• Autora: Elizabeth López García
  • Categoría: Belleza

El secreto de las pieles grasas: La Jojoba

Hoy os quiero hablar del aceite vegetal de jojoba. ¿Habéis escuchado hablar de él? Si miramos en la composición de algunas cremas, suelen poner "enriquecido con aceite de jojoba". Para mí, es el aceite "no-aceite", con lo que si tienes la piel grasa, mixta o el cabello graso, este aceite se va a volver indispensable para ti.

La jojoba (Simmomndsia chinenesis) es un arbusto nativo del noreste de México y suroeste de Estados Unidos. De la primera presión de sus semillas se obtiene este aceite de color amarillo brillante también llamado "fuente de la juventud".

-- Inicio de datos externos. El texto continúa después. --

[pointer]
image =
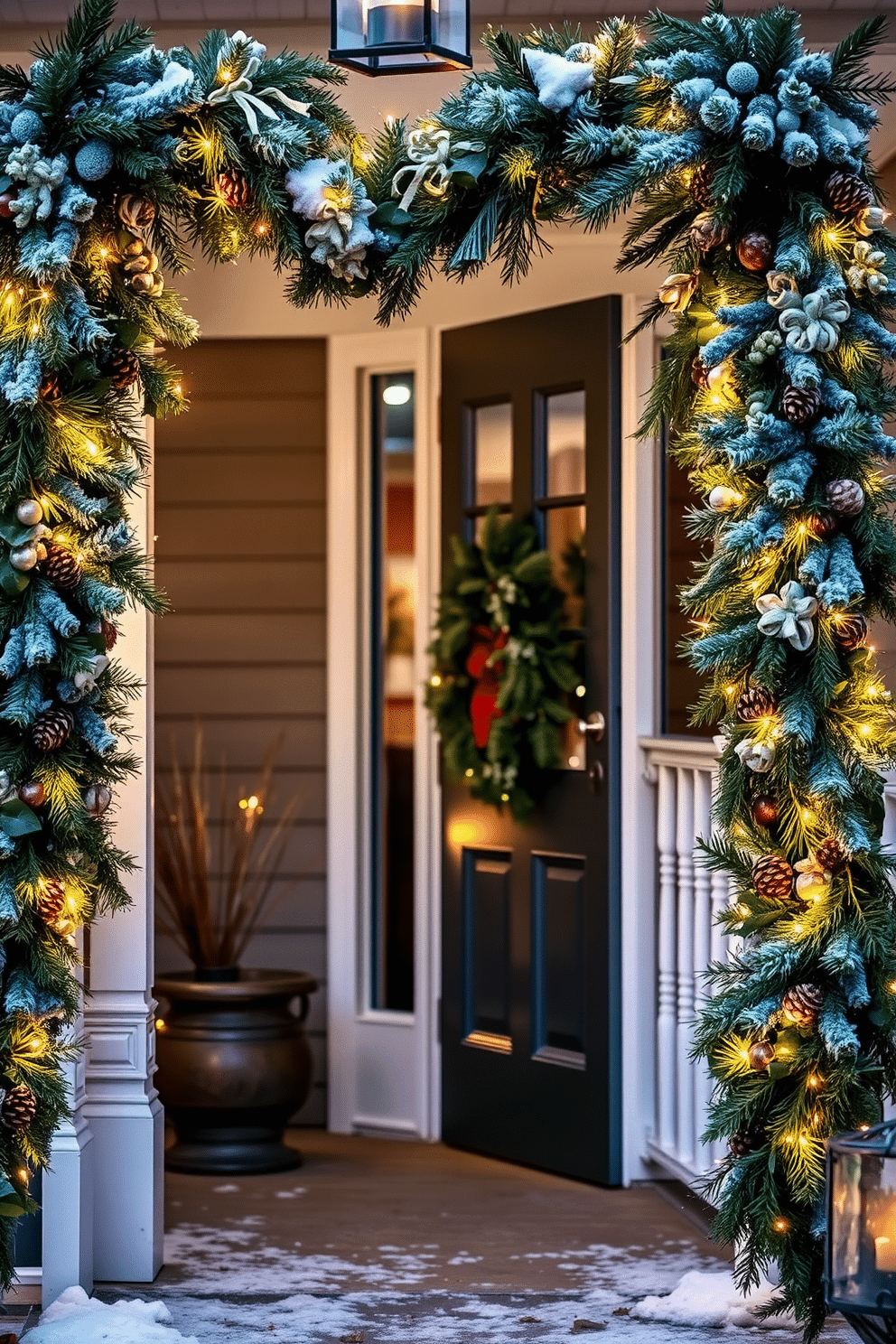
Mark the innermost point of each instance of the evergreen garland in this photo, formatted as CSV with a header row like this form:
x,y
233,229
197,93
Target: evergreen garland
x,y
501,667
746,162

Como dije antes, este aceite es un no-aceite, ya que en realidad es una cera líquida (95% ceramidas), un tipo de grasa de composición parecida a la que mantiene unida las células que forman nuestra piel. Precisamente esto es lo que le diferencia con respecto a otros aceites. Además, son más estables al calor y a la oxidación, con lo que resisten mejor el paso del tiempo.
Bueno, vamos a la parte práctica, ¿cuándo y cómo lo usamos?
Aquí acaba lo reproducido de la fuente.